I have no idea what data you are using or how you are choosing their supposed population distributions. Maybe a demonstration where the Kolmogorov-Smirnov test in R does work will be helpful.

Suppose use R to take a sample of size $n = 100$ from a population known to be $\mathsf{Norm}(mu = 100, \sigma = 15).$ Then I use the K-S test to see if the data match their parent distribution. Then the K-S test does not reject the null hypothesis that the data are distributed as $\mathsf{Norm}(mu = 100, \sigma = 15).$

set.seed(527)
x = rnorm(100, 100, 15)
ks.test(x, "pnorm", 100, 15)

        One-sample Kolmogorov-Smirnov test

data:  x
D = 0.10263, p-value = 0.2428
alternative hypothesis: two-sided

Now suppose I generate a random sample of size 200 from $\mathsf{Exp}(\lambda = 0.01),$ which has mean 100 and standard deviation 100. Then I do a K-S test to see if the data are consistent with a normal distribution with $\mu = \sigma = 100.$

set.seed(2020)
y = rexp(200, 0.01)
ks.test(y, "pnorm", 100, 100)

        One-sample Kolmogorov-Smirnov test

data:  y
D = 0.15885, p-value = 8.266e-05
alternative hypothesis: two-sided

The null hypothesis that the data are from $\mathsf{Norm}(100,100)$ is rejected with a tiny P-value. The mean and variance are correct, but the K-S test detects that the shape of the distribution is wrong. However, a K-S test that the data are from $\mathsf{Exp}(0.01)$ is not rejected:

ks.test(y, "pexp", .01)$p.val
[1] 0.3032855

The K-S test works by comparing the empirical CDF (ECDF) of the sample with the CDF of the hypothetical distribution. An ECDF of continuous data is a step-function that increases by $1/n$ at each (sorted) observation.

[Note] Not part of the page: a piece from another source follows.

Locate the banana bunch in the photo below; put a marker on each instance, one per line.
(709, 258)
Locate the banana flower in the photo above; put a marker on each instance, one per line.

In the plot below, the heavy dots show the ECDF of the sample. The heavy blue curve is the CDF of $\mathsf{Exp}(0.01),$ which matches the ECDF pretty well. But the CDF of $\mathsf{Norm}(100,100)$ (broken red curve) is a poor match.

plot(ecdf(y))
  curve(pexp(x,.01), add=T, col="blue", lwd=2)
  curve(pnorm(x,100,100), add=T, col="red", lwd=2)

The $D$-statistic of the K-S test is the largest vertical distance between the sample ECDF and the hypothetical CDF.